Que ce soit en environnement réel, sur simulateur de conduite ou encore en laboratoire, les études visant à comprendre le comportement visuel des conducteurs sont nombreuses. Recarte et Nunes (2000) ont observé les effets d’une tâche cognitive sur les stratégies visuelles des conducteurs en situation réelle de conduite. Durant l’expérimentation, des tâches verbales et des tâches d’imagerie spatiale leurs étaient proposées. Les résultats montrent que lorsque la demande de la tâche secondaire augmente, le champ visuel fonctionnel se réduit aussi bien horizontalement que verticalement avec une baisse de la fréquence de consultations des rétroviseurs et une réduction de la surveillance des instruments de commandes (Recarte & Nunes, 2000).
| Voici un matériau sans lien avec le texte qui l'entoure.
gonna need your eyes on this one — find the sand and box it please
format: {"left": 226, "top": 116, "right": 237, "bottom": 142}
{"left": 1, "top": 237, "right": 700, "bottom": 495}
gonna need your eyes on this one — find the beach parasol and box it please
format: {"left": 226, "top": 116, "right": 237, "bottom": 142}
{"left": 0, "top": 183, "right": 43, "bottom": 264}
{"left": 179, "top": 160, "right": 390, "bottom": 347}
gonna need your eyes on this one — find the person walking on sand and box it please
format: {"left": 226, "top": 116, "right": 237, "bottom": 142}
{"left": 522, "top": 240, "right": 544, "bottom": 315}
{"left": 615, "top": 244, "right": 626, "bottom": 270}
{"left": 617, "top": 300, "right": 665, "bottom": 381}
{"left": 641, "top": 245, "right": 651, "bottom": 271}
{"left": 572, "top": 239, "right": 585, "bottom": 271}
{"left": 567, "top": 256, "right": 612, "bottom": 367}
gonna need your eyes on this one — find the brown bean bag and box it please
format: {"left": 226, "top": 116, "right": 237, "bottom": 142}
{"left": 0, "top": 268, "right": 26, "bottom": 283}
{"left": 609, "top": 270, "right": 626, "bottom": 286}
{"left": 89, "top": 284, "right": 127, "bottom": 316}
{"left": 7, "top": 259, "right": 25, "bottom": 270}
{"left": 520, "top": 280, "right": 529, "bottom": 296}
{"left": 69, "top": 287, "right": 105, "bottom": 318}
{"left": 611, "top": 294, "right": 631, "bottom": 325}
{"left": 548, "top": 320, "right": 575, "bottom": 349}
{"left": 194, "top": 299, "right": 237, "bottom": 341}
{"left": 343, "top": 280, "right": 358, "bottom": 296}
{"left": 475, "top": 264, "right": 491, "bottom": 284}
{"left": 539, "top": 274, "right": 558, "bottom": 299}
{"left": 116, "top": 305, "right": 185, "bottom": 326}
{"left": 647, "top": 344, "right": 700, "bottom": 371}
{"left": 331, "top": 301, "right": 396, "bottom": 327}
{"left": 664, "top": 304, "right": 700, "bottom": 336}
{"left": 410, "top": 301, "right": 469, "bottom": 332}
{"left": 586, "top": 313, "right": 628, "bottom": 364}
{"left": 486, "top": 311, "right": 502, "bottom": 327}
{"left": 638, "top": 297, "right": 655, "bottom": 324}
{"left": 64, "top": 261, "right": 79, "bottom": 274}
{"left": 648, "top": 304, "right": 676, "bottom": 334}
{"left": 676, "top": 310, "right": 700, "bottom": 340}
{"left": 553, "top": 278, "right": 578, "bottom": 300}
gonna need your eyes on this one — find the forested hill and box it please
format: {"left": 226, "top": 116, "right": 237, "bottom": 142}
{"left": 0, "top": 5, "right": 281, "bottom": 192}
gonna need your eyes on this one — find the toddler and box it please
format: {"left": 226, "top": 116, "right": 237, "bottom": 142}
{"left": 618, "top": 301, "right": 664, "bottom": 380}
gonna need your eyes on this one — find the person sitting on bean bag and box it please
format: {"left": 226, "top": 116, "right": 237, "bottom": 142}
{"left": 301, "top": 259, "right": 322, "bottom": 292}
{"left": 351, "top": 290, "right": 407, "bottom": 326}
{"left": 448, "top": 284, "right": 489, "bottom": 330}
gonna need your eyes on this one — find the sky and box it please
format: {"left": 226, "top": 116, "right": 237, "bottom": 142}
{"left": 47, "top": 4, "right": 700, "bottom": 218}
Des résultats similaires ont été obtenus lors de recherches ultérieures (Harbluk et al. 2007; Recarte & Nunes, 2003; Victor et al. 2005). L’expérimentation de Recarte et Nunes (2000) illustre parfaitement les principaux effets liés à la réalisation d’une tâche cognitive et met ainsi en avant la manière dont une conversation modifie l’allocation des regards.

Recarte et Nunes (2003) ont montré par la suite qu’une tâche mentale provoquait une concentration spatiale des regards. Ce phénomène, appelé également « effet tunnel », se traduit par des regards essentiellement dirigés vers le centre de la route avec une baisse des variations horizontales et verticales de l’angle des regards (Harbluk & Noy, 2002; T. W. Victor, et al., 2005). Cette concentration des regards est accentuée par des regards plus rares en direction du marquage au sol à proximité du véhicule (Harbluk & Noy, 2007 ; Recarte & Nunes 2000). Pour Victor et al. (2005), ce phénomène pourrait être révélateur soit d’une priorité donnée à l’action de guidage au détriment des tâches de reconnaissance, soit d’une perturbation dans le traitement des tâches à effectuer ou tout simplement à une combinaison de ces deux causes. La conséquence principale des modifications des stratégies visuelles serait un affaiblissement des capacités de détection des changements dans la scène routière (Recarte & Nunes, 2003; Strayer & Johnston, 2001; Victor et al. 2005).

Par ailleurs, si l’on s’intéresse à l’impact des tâches ajoutées en fonction de l’expérience de conduite, l’étude de Wikman et al. (1998) s’avère particulièrement intéressante. Ils ont testé la durée des regards des conducteurs novices lors d’un changement de cassette, au moment de la recherche d’une station radio et lors d’une conversation téléphonique. Ils ont ainsi pu relever une variabilité dans la durée des regards plus importante chez les conducteurs novices que chez les conducteurs expérimentés. Pour McCarley et al. (2004), l’utilisation du téléphone portable détourne l’attention des jeunes conducteurs de la détection des changements dans des situations complexes de conduite. Il est aussi important de noter que certaines études suggèrent qu’en situation de simple tâche, les jeunes conducteurs ne sont pas aussi efficaces que les conducteurs expérimentés dans le traitement des informations visuelles nécessaires. Par exemple, McKnight et McKnight (2000) soulignent un déficit chez les conducteurs novices à identifier des risques potentiels dans la scène routière. Un effet d’expérience qui peut s’avérer utile en situation d’attention partagée puisque lorsque la demande de conduite augmente, les expérimentés peuvent réallouer leurs ressources cognitives et modifier leur inspection de la scène (Chapman & Underwood, 1999).

Notes
4.

On appelle « cécité au changement » l'incapacité commune à  remarquer des changements parfois considérables dans la scène visuelle.